Aujourd’hui, il est assis sur la terrasse d’une mosquée du sud d’Anvers, une tasse de chai turc à la main. Cela fait six ans qu’il est arrivé en Belgique, après un long parcours: Russie, Turquie, puis Pologne. A chaque étape, il cherche d’abord un aéroport et une mosquée. L’imam l’aide à trouver ses repères: d’abord un travail, ensuite les papiers suivent. En Pologne, Rasul Radjapov a réussi à créer sa propre entreprise dans le bâtiment. Ce statut lui a permis de travailler légalement dans d’autres pays de l’Union européenne. C’est ainsi qu’il a été détaché en Belgique. Autrement dit, il est officiellement employeur indépendant en Pologne, mais temporairement actif ici.
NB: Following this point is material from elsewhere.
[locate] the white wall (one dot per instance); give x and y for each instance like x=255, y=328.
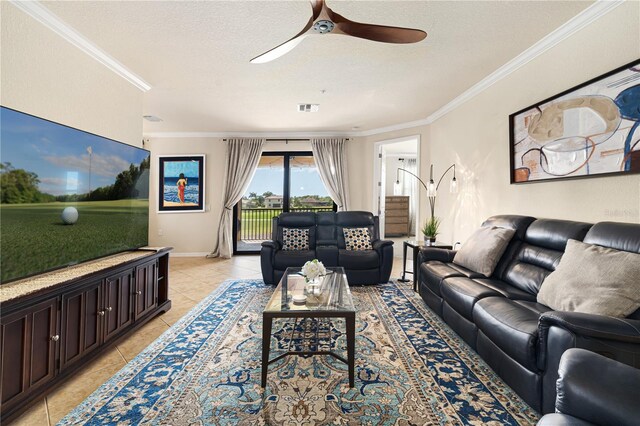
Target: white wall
x=45, y=76
x=476, y=137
La plaque tournante polonaise

«Chaque année, davantage d’Ouzbeks arrivent aux Pays-Bas et en Belgique. Surtout maintenant que la Russie et les Etats-Unis offrent moins de perspectives», explique Bahodir Uzakov depuis la petite ville néerlandaise de Gouda. Cet Ouzbek d’une cinquantaine d’années a rejoint le pays voisin en 2008 comme réfugié politique. Il a emporté avec lui un doppi, une coiffe traditionnelle ouzbèke brodée de noir et de blanc. Figure centrale de la communauté ouzbèke aux Pays-Bas et en Belgique, il organise régulièrement des pique-niques où l’on partage du plov, plat emblématique de son pays d’origine. «Beaucoup passent par la Pologne, avec un visa étudiant ou un visa Schengen de court séjour. Quand ce visa expire, ils restent pour travailler au noir.»

«En Belgique, selon Embuild, la fédération du bâtiment, 16.500 postes restent structurellement vacants dans la construction et l’installation.»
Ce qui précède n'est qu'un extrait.